O receptor do título foi o pesquisador e fotógrafo Francisco Sousa, marido de Gilmar. A reitoria escolheu especificamente o primeiro dia de aula do segundo semestre do ano letivo para celebrar a homenagem, logrando lotar um auditório com emocionados estudantes e servidores.
“O Gilmar foi um estudioso do invisível”, reflete Custódio Almeida. “Ele tornou desejável a cultura popular, os símbolos do sertão.

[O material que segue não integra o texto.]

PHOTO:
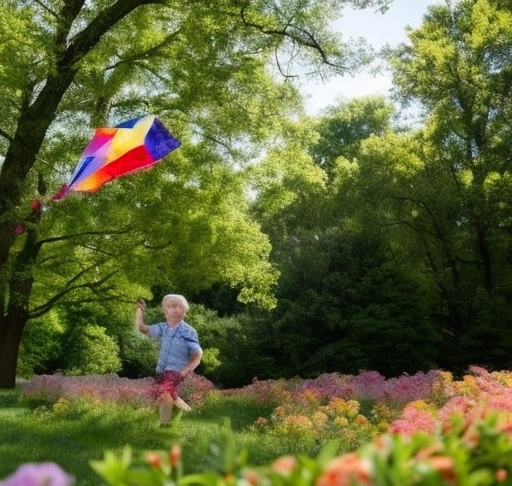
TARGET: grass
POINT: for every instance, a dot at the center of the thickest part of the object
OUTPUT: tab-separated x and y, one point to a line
74	433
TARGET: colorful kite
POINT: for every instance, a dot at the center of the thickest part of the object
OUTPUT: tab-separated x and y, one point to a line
128	147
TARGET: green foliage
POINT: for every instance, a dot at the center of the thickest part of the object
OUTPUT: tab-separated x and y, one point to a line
91	351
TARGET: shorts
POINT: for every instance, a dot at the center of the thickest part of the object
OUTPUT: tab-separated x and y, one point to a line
166	383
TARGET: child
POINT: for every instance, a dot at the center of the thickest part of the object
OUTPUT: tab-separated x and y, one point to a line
180	352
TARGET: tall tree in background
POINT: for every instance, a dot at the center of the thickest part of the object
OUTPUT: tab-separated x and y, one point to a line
70	65
457	68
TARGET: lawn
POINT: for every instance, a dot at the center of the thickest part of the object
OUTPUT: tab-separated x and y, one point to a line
425	429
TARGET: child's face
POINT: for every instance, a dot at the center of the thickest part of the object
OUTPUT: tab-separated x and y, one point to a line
173	309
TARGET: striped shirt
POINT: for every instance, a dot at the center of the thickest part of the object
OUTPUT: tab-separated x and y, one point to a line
177	345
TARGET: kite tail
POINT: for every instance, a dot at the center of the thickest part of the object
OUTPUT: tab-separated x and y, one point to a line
60	193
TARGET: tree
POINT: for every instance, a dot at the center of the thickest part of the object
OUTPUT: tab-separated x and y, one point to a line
457	68
74	64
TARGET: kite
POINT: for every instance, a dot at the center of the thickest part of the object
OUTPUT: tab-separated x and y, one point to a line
131	146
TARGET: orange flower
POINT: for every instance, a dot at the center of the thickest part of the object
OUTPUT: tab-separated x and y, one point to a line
346	470
284	465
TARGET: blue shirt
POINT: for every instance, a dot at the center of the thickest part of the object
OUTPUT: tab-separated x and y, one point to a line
177	345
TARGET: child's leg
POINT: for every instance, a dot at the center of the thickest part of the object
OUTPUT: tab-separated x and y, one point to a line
165	409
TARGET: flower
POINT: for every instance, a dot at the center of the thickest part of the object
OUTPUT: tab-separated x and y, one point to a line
175	455
42	474
284	465
346	470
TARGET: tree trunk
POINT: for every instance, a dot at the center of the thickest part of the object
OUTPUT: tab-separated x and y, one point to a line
11	330
36	117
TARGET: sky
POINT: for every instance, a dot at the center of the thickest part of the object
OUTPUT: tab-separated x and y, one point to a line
379	30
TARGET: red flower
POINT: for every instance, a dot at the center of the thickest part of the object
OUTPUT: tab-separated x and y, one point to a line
175	455
154	460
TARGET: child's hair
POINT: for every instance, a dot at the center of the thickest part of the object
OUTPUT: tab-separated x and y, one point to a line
178	298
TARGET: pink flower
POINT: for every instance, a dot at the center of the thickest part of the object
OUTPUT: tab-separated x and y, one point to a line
42	474
346	470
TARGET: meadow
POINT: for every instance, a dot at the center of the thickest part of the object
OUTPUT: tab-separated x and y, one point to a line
427	428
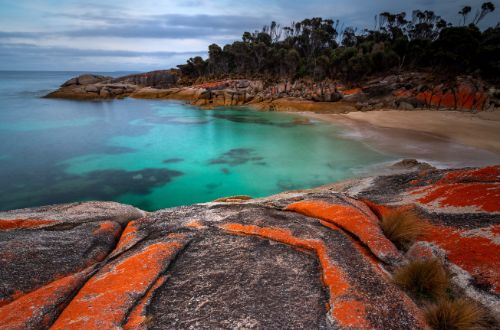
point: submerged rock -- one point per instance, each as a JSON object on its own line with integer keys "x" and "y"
{"x": 310, "y": 259}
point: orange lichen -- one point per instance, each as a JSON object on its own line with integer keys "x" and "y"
{"x": 352, "y": 220}
{"x": 351, "y": 91}
{"x": 485, "y": 174}
{"x": 477, "y": 255}
{"x": 464, "y": 98}
{"x": 137, "y": 319}
{"x": 129, "y": 235}
{"x": 108, "y": 227}
{"x": 484, "y": 196}
{"x": 358, "y": 246}
{"x": 24, "y": 223}
{"x": 333, "y": 277}
{"x": 105, "y": 299}
{"x": 402, "y": 93}
{"x": 27, "y": 311}
{"x": 13, "y": 296}
{"x": 195, "y": 224}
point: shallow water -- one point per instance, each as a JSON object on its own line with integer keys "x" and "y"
{"x": 157, "y": 154}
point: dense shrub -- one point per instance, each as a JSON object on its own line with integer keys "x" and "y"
{"x": 319, "y": 49}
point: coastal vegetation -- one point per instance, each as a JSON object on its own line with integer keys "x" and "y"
{"x": 319, "y": 49}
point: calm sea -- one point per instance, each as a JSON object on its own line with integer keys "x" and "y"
{"x": 156, "y": 154}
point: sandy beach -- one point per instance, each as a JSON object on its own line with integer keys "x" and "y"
{"x": 445, "y": 139}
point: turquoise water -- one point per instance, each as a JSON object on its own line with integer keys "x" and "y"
{"x": 156, "y": 154}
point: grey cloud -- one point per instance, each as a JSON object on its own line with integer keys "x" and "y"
{"x": 9, "y": 49}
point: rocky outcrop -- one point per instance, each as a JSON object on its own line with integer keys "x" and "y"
{"x": 94, "y": 87}
{"x": 405, "y": 91}
{"x": 305, "y": 259}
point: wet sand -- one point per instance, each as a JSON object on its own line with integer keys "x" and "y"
{"x": 444, "y": 139}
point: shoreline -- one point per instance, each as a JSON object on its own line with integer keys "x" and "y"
{"x": 442, "y": 139}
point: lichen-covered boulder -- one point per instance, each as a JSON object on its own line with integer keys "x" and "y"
{"x": 299, "y": 260}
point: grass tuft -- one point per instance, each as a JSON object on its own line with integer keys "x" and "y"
{"x": 402, "y": 227}
{"x": 460, "y": 314}
{"x": 423, "y": 279}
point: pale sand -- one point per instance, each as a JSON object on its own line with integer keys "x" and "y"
{"x": 445, "y": 139}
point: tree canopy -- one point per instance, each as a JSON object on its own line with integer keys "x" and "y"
{"x": 320, "y": 48}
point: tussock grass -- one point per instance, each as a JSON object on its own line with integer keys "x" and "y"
{"x": 460, "y": 314}
{"x": 423, "y": 279}
{"x": 402, "y": 227}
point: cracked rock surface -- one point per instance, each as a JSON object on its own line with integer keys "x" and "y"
{"x": 312, "y": 259}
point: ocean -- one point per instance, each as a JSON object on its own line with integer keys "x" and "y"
{"x": 156, "y": 154}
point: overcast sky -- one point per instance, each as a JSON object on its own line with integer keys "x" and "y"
{"x": 136, "y": 35}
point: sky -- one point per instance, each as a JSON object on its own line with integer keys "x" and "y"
{"x": 140, "y": 35}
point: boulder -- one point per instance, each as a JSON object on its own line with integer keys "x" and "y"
{"x": 91, "y": 89}
{"x": 88, "y": 79}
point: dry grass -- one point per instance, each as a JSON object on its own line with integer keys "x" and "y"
{"x": 423, "y": 279}
{"x": 402, "y": 227}
{"x": 460, "y": 314}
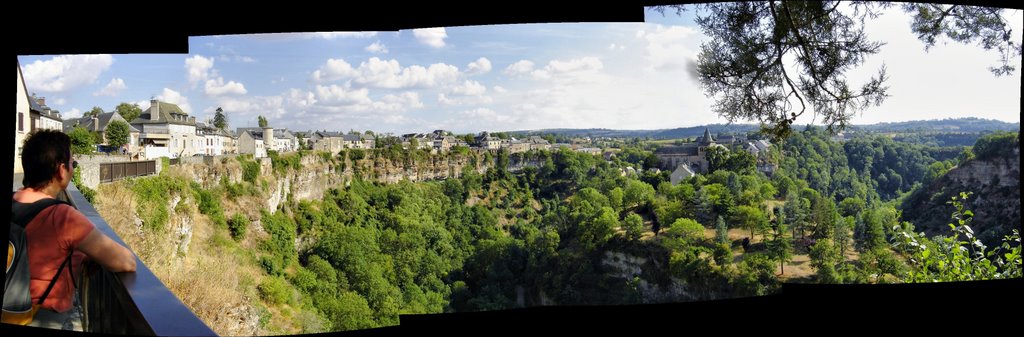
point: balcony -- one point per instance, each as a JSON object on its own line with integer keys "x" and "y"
{"x": 132, "y": 303}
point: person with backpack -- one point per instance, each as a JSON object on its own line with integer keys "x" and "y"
{"x": 56, "y": 238}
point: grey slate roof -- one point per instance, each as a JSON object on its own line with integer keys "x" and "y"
{"x": 104, "y": 121}
{"x": 168, "y": 112}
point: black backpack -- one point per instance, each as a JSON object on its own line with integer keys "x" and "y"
{"x": 17, "y": 306}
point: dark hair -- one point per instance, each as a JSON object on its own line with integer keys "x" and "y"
{"x": 42, "y": 155}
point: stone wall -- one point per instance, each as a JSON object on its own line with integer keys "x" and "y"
{"x": 89, "y": 164}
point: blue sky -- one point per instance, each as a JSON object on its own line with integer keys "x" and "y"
{"x": 508, "y": 77}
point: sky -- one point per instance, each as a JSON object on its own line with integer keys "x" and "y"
{"x": 502, "y": 77}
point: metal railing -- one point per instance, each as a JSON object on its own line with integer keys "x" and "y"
{"x": 134, "y": 303}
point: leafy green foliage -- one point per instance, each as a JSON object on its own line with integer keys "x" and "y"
{"x": 238, "y": 226}
{"x": 274, "y": 290}
{"x": 219, "y": 119}
{"x": 281, "y": 164}
{"x": 250, "y": 171}
{"x": 995, "y": 144}
{"x": 153, "y": 198}
{"x": 961, "y": 257}
{"x": 209, "y": 205}
{"x": 82, "y": 141}
{"x": 117, "y": 134}
{"x": 128, "y": 111}
{"x": 687, "y": 229}
{"x": 633, "y": 225}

Ele era irreverente, de certa forma imprevisível e absolutamente dedicado à universidade”, descreve.
O nível de devoção de Gilmar e de Maria Bethânia à cultura, seja ela artística ou científica, e à tradução do invisibilizado pode ser uma das explicações para ambos mobilizarem o corpo universitário por inteiro.
“Eles são pessoas muito sintonizadas com a própria coerência”, destaca o reitor. “Chamam atenção daquilo que muitas vezes passa despercebido.” Do ponto de vista do professor Custódio, prestigiar essas pessoas confere prestígio à própria universidade. Especialmente ao colocar-se como instituição diversa e inovadora.
A UFC é berço de inovações tecnológicas, científicas e artísticas que vão além dos mares, serras e sertões cearenses. Da Gastronomia à Medicina, da Física à Comunicação, são os estudantes e professores competentes e diversificados que nutrem um histórico de contribuições à sociedade.
“Quando você tem esses ingredientes (gente, diversidade e formação técnica), é muito espontâneo você ter inovação e criatividade acontecendo o tempo todo”, define o reitor. Arrisca-se a dizer que essas estão entre as palavras mais adequadas para definir Gilmar de Carvalho e Maria Bethânia.
Os discursos do professor Wellington Júnior, em homenagem ao título de professor emérito de Gilmar de Carvalho, e de Maria Bethânia ao receber o título de doutora honoris causa comoveram o público.